Gov. Tom Wolf warned Pennsylvanians on Monday that the coronavirus pandemic threatens to exceed the capacity of the state's hospitals to handle it, and hinted that additional public health restrictions may be pending.
“If we don’t slow the spread of this dangerous virus now, the reality is that COVID-19 will overwhelm our hospitals and our health care workers,” Wolf said. "That’s dangerous for everyone who needs medical care in a hospital for any reason, because it stretches resources and staff to the breaking point.”
Statewide, Covid-19 infections have doubled since the start of November, from just over 200,000 to more than 425,000. There are 5,300 Covid-19 inpatients in Pennsylvania hospitals.
In Lancaster County, new cases last week exceeded 400 per 100,000 population and the test positivity rate was 13.7% — both record highs. Covid-19 hospitalizations reached an average of 140 beds.
Hospitals are sharing resources and staff on a regional basis, but as things get worse, "there's really nothing left to share," Wolf said.
Last week, data for the Keystone Health Care Coalition region, which includes Lancaster County, looked to be on the verge of a staffing and bed crisis that would require hospitals to cut elective procedures by 50%. However, those metrics improved, and as of Monday the region was out of the danger zone.

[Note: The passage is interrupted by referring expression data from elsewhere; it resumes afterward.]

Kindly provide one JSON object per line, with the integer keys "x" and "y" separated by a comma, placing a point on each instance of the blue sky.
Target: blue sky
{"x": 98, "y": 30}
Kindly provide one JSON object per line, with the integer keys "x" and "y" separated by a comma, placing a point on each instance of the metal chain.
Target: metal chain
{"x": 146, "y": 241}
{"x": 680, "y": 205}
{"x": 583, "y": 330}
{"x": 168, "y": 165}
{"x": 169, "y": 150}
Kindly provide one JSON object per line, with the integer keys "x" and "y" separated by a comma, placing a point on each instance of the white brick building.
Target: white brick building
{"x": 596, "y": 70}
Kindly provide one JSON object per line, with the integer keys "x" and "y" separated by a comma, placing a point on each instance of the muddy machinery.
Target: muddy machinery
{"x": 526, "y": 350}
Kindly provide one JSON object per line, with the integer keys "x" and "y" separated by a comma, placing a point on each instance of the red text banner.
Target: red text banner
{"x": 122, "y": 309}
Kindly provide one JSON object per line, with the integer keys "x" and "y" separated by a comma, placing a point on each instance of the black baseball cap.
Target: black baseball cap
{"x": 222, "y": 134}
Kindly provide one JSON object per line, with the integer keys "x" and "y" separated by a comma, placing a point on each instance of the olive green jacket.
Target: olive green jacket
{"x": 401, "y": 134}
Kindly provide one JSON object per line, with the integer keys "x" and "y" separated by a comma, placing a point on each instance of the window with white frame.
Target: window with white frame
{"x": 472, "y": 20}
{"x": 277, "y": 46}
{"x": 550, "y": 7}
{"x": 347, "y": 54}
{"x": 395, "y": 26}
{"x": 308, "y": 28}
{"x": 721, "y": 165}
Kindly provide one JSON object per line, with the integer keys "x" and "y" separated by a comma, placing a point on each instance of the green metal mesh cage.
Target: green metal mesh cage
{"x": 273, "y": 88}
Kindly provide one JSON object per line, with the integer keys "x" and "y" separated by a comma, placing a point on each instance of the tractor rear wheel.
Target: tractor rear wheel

After a three-day stretch, Thursday through Saturday, with more than 11,000 new Covid-19 cases each day, Sunday's and Monday's numbers were much lower: 8,630 and 6,330. Weekend reporting typically lags, though, Health Secretary Dr. Rachel Levine said, and it's premature to draw any conclusions from those two days of numbers.
Levine and Wolf reiterated their call to Pennsylvanians to wear masks, wash hands, practice social distancing and avoid crowds large and small.
Pennsylvania is under a stay-at-home advisory, and has issued restrictions the size of gatherings. Travelers entering the state are supposed to provide evidence of a recent negative Covid-19 test or else quarantine temporarily.
Wolf said it will take the voluntary, concerted efforts of all Pennsylvanians to bend the curve and limit the virus' spread. But state officials will continue evaluating its restrictions in light of the data, he said, and "if we have to do more, we will."
Maureen Casey a nurse at the Penn State Hershey Medical Center, pleaded with Pennsylvanians to mask up. The coronavirus pandemic, she said, is like "waves on a shore, it just keeps coming."
Deputy Secretary for Health Preparedness and Community Protection Ray Barishansky urged anyone who hasn't yet gotten a flu shot to do so.
The flu season is off to a slow start, but that could change, and Pennsylvania can't afford to have a flu pandemic on top of the Covid-19 pandemic, he said.